Ga direct naar de content

Van elke drie huishoudens met recht op bijstand, maakt er één geen gebruik van

Geplaatst als type:
Gepubliceerd om: mei 2 2022

Wie een inkomen heeft dat lager is dan het bestaansminimum en over een beperkt eigen vermogen beschikt, heeft volgens de Participatiewet recht op aanvulling vanuit de algemene bijstand. Veel mensen maken echter geen gebruik van dat recht. Wie zijn dat?

In het kort

– Bijstandsgerechtigden die geen bijstand ontvangen, zijn vaker jong, zelfstandige en hebben een Europese migratieachtergrond.
– Niet-gebruik komt vaker voor wanneer er sprake is van een in omvang beperkte uitkering.
– Niet-gebruik van bijstand door thuiswonende kinderen wordt niet goed verklaard door financiële en persoonskenmerken.
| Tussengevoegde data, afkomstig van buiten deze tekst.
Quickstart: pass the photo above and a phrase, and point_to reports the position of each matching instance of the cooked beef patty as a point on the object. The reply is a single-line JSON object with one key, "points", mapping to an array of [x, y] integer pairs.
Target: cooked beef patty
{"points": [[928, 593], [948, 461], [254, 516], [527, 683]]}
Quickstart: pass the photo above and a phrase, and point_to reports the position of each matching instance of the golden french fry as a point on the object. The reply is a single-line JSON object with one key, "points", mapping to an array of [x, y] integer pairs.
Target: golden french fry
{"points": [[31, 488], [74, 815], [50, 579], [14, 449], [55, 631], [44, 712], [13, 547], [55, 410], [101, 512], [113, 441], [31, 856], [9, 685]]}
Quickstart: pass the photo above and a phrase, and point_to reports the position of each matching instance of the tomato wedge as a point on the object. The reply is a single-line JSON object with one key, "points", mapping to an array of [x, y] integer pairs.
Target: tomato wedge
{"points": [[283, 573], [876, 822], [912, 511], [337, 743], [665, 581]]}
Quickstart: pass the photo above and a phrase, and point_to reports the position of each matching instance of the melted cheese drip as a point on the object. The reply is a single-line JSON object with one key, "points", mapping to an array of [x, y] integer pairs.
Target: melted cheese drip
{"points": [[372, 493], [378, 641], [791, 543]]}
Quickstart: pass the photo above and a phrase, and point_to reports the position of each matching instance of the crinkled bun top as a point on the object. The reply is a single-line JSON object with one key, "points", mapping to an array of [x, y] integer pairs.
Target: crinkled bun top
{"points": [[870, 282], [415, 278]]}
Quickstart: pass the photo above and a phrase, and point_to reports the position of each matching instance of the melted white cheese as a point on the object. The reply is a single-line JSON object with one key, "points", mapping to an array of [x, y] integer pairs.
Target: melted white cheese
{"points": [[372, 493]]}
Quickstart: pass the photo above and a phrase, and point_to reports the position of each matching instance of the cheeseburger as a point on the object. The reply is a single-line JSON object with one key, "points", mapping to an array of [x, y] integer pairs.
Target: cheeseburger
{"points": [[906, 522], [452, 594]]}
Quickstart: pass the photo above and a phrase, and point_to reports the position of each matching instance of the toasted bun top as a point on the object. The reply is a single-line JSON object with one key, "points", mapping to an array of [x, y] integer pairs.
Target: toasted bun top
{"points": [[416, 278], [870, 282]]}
De algemene bijstand is het laatste inkomensvangnet dat we in Nederland hebben (kader 1). De algemene bijstand is daarom van cruciale betekenis om bestaanszekerheid te garanderen en armoede te voorkomen. Dit doel komt onder druk te staan wanneer burgers onbewust of onbedoeld geen gebruik maken van hun recht op algemene bijstand.

In het kort

Dit artikel bouwt voort op de resultaten uit Inspectie SZW (2021). Tijdens het onderzoek was William Luiten gedetacheerd bij de Nederlandse Arbeidsinspectie.

Niet-gebruik van inkomensondersteunende regelingen is een hardnekkig en structureel probleem (Van Oorschot, 1996; Tempelman el al., 2011; Wildeboer Schut en Hoff, 2007). De aandacht voor niet-gebruik is doorgaans beperkt, en staat niet in verhouding tot de politieke en maatschappelijke aandacht voor misbruik van regelingen (Warin en Hamel, 2010).

Ten onrechte wordt er vaak gedacht dat niet-gebruik voornamelijk speelt bij huishoudens die zich prima kunnen redden, en die vrijwillig zouden afzien van een uitkering (Van Oorschot, 1995). Inzicht in de kenmerken van niet-gebruikers helpt beleidsmakers en de uitvoering, om rechthebbenden beter te bereiken en zo armoede te voorkomen.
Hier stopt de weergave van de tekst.